The Entrepreneur’s Uncommon Legacy

Friday, June 30th, 2017

90% of entrepreneurs want to leave a powerful and lasting legacy upon the successful transition of their business, yet most fail. I define “legacy”, in a business context, as a framework within which decisions are made today about sustaining the beliefs that will enable the business to thrive in the future.

Failure is not in my experience down to the most obvious reason (renouncing control) rather it is the absence of people, long before the sale of the business is concluded, with the skills and volition to implement the entrepreneur’s desired legacy in the real world, and constant procrastination.
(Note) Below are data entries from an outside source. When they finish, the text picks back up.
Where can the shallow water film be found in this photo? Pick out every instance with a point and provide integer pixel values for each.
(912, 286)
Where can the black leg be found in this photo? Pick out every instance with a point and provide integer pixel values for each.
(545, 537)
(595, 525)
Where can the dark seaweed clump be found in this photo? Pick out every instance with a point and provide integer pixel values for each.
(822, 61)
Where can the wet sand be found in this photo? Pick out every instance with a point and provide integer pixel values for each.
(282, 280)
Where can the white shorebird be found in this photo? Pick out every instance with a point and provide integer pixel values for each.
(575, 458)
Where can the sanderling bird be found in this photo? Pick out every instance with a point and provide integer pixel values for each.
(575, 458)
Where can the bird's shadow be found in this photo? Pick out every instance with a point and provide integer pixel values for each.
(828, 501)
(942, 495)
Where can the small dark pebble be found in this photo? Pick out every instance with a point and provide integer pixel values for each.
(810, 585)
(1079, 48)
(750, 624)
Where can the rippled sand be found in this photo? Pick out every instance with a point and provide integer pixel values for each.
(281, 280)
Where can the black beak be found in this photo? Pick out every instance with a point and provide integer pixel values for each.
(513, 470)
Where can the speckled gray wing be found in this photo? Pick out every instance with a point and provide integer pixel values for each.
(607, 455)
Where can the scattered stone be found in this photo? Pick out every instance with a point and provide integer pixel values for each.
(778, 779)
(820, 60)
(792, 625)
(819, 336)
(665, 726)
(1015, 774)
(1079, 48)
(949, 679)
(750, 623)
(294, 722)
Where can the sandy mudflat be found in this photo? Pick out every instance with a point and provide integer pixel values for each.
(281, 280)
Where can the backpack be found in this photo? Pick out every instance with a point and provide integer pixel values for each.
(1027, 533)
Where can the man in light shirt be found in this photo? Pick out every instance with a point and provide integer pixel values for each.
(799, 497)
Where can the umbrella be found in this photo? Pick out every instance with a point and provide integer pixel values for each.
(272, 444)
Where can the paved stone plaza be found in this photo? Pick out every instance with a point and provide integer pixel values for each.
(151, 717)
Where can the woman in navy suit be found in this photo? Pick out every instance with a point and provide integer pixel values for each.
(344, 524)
Here is a simple checklist for the Entrepreneur:

  1. What would a successful legacy look, feel, touch, smell, taste like to those who are important to you and in what realistic timeframe?
  2. Whose support must you command upfront (exemplars, key influencers) to sustain it?
  3. What specific goals are you trying to accomplish internally and externally (e.g. improve succession planning, more impressive innovation, heighten customer awareness of societal issues etc.)?
  4. What elements need tackling first (e.g. strengthen career development, prioritise resource to performance improvements not fixing problems, identify exemplars etc.)?
  5. What must be done tomorrow and the day after?
  6. By whom and by what deadline?
  7. Do it.

If you need additional expertise, hire it. One of the biggest mistakes is the assumption that the content knowledge your coterie of existing advisers and top managers have about the inner workings of the business is sufficient to succeed. Here is the litmus test for the Entrepreneur:

  1. Do my key people possess a high, moderate or low level of familiarity with my legacy?
  2. Do my key people possess a high, moderate or low level of clarity about my legacy?
  3. Do my key people possess a high, moderate or low level of skills to implement my legacy?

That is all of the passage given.